Transnational Economic Integration and Political Repercussions

Bollywood’s geopolitical extension goes beyond narrative and cultural effects; it is embedded in the political economy of global media flow. The industry is increasingly transnational, dependent on an extensive network of diaspora audiences, co-productions, and distribution circuits that cross national borders.

Punathambekar follows the trajectory of both diasporic capital and overseas markets as they transformed Bollywood from a local industry to a global referral industry, leading to outcomes with revenues and visibility that allow Bollywood to extend influence in the material and symbolic sphere of “India.”¹²

Athique distinguishes Bollywood as part of the broad globalization of Indian media, suggesting that integration of Bollywood into the global economic circuits of production and tourism creates interdependencies that enhance India’s power and leverage.¹³ Kaur and Sinha outline Bollywood’s market-driven need to rebrand itself for international audiences, where cultural specificity is married with cosmopolitan accessibility.¹⁴ This serves to strengthen representation of India as both modern and traditional.

Rajadhyaksha’s Bollywoodization was about defining the function of Bollywood as both a cultural product commodity and a symbol of the nation, recognizing that Bollywood is used not just in commerce and tourism, but as brand India and marketed as such.¹⁵

For political economy, Bollywood acts as informal diplomacy, helping to promote tourism, encourage foreign investment and integrate Indian cultural products into international markets. These economic flows leverage India’s geopolitical position by intertwining culture with commerce in a way that can influence without employing state action.

Conceptual Synthesis: Cinema as a Geopolitical Instrument

Based on this review of the literature, I propose a framework that encompasses the multiple, and at times contradictory, geopolitical roles of Bollywood across three dimensions:

1. Constructivist identity-making: Film serves as a tool of modern-day nation-building, shaping domestic and regional understandings and imaginaries of India.
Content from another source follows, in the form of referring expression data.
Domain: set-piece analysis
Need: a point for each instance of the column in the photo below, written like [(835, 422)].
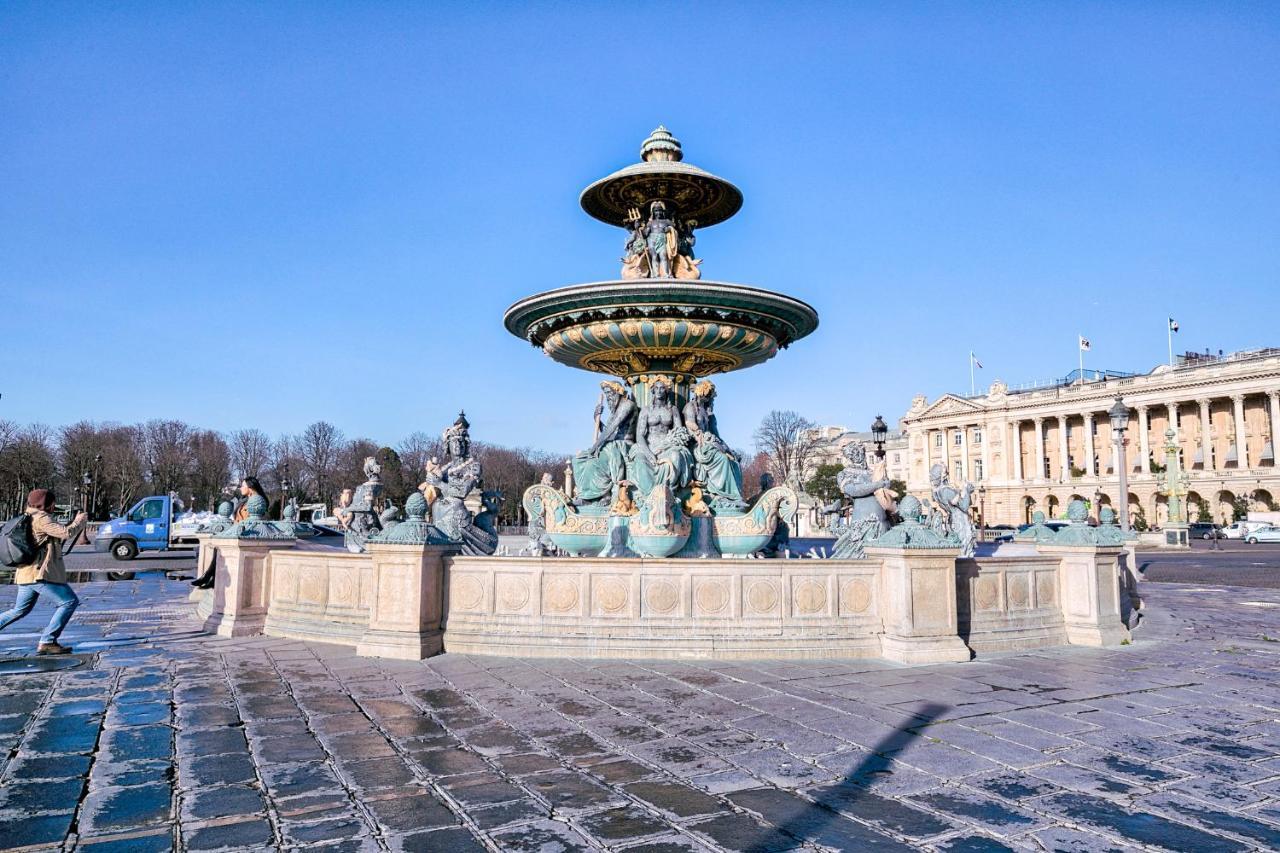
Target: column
[(1064, 464), (1206, 442), (1040, 448), (1274, 396), (1144, 439), (1016, 443), (1240, 452), (986, 451), (1088, 445)]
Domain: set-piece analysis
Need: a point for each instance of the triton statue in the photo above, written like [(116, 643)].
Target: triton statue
[(867, 518), (455, 480), (714, 464), (359, 519), (599, 469), (952, 507)]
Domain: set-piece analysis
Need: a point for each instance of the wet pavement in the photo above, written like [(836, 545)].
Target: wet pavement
[(163, 738)]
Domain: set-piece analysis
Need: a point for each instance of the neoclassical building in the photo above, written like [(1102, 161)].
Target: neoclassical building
[(1041, 447)]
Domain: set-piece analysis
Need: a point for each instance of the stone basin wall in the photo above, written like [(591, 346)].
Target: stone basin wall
[(671, 609), (913, 606), (1009, 603)]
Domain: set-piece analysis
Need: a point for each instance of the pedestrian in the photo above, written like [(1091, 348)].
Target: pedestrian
[(248, 488), (46, 574)]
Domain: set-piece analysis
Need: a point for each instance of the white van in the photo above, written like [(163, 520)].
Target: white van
[(1240, 529)]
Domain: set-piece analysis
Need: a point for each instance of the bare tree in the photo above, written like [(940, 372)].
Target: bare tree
[(415, 451), (210, 468), (319, 447), (167, 445), (250, 452), (787, 438)]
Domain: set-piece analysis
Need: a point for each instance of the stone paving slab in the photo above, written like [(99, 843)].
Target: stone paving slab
[(161, 738)]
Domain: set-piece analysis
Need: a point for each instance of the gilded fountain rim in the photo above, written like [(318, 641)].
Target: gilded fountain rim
[(796, 318)]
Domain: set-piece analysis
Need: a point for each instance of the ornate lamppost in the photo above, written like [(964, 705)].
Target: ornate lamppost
[(1119, 414), (982, 511), (880, 432)]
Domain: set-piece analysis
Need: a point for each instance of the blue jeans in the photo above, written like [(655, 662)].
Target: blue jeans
[(27, 596)]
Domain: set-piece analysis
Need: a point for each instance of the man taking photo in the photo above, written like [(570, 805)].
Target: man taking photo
[(46, 574)]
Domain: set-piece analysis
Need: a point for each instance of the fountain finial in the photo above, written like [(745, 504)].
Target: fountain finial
[(661, 146)]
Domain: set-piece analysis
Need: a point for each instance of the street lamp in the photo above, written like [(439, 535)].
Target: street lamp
[(1119, 414), (982, 511), (880, 432)]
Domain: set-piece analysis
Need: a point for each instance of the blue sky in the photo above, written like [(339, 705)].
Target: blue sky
[(268, 214)]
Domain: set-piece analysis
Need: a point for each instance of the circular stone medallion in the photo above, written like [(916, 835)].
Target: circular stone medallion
[(855, 594), (810, 597), (561, 594), (611, 593), (662, 596), (712, 596), (513, 593)]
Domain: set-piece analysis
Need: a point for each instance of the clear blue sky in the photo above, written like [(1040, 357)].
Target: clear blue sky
[(268, 214)]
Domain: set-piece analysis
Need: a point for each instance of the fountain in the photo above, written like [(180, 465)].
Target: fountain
[(659, 480)]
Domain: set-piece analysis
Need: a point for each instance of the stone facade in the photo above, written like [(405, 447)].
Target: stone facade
[(1042, 447)]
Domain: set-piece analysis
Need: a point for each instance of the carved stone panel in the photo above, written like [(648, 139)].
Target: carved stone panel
[(344, 587), (466, 592), (661, 597), (284, 584), (809, 597), (1046, 589), (1018, 589), (712, 597), (561, 594), (512, 593), (763, 597), (986, 592), (855, 596), (611, 594), (314, 585)]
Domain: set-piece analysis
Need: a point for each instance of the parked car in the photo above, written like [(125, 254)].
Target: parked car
[(1206, 530), (1270, 533), (147, 527), (1242, 529)]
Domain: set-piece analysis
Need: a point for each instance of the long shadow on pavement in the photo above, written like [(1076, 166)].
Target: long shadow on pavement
[(822, 822)]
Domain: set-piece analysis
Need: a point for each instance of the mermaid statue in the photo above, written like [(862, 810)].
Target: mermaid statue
[(599, 469), (453, 482), (867, 516), (714, 464)]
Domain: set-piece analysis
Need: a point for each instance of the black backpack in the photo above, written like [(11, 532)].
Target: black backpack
[(17, 542)]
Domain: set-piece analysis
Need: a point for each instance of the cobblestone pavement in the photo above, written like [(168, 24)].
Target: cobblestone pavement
[(163, 738)]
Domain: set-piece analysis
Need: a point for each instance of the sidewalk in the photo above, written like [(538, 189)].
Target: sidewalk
[(169, 739)]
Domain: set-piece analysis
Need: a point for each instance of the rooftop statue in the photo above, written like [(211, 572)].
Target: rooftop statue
[(599, 469), (1037, 532), (952, 505), (716, 466), (359, 519), (455, 480), (867, 518)]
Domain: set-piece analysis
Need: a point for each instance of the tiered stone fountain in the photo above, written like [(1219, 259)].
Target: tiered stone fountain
[(653, 489)]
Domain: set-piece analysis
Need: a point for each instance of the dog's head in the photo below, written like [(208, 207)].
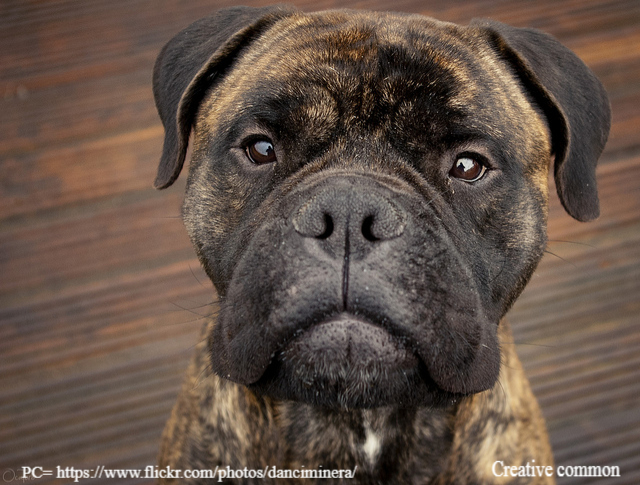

2. Soft power projection: Bollywood’s media exports produce a desire for India, a cultural affinity to be Indian, and a sense of knowing what it means to be Indian.

3. Political-economic leverage: Bollywood’s transnational production networks affect material interdependencies that reinforce India’s geopolitical position.

Bollywood’s role in producing and reproducing geopolitical orders across South Asia has multi-layered dimensions, and is not an isolated phenomenon. Nationalist narratives in Bollywood films amplify cultural appeal, but cultural appeal also expands territorial markets. Economic independence, in particular the capacity to penetrate joint production markets, increases India’s geopolitical power in the international order. While Bollywood does not yield a passive reflection of politics, it has multilayered dimensions as an active producing and reproducing manifestation of South Asia’s geopolitics.

Whilst Bollywood has always been a recognized embodiment of a lively cultural industry, the deeper significance it brings is as a geopolitical arena. At the national level, Bollywood writes India into being and binds contested sovereignty into something that is emotionally powerful. At the regional level, Bollywood tells the story of India’s cultural influence in both unifying and subordinating ways. Economically, Bollywood embeds India in global cultural markets that magnify India’s standing and structural power. By placing Bollywood as a point of intersection between constructivism, soft power, and political economy, this review reappraises cinema as a vital agent in IR, while also helping to shine a light on India’s regional strategy and extend the conceptual boundaries of IR itself, and encourages scholars to take the role of popular culture in constructivist nation-building in world politics seriously.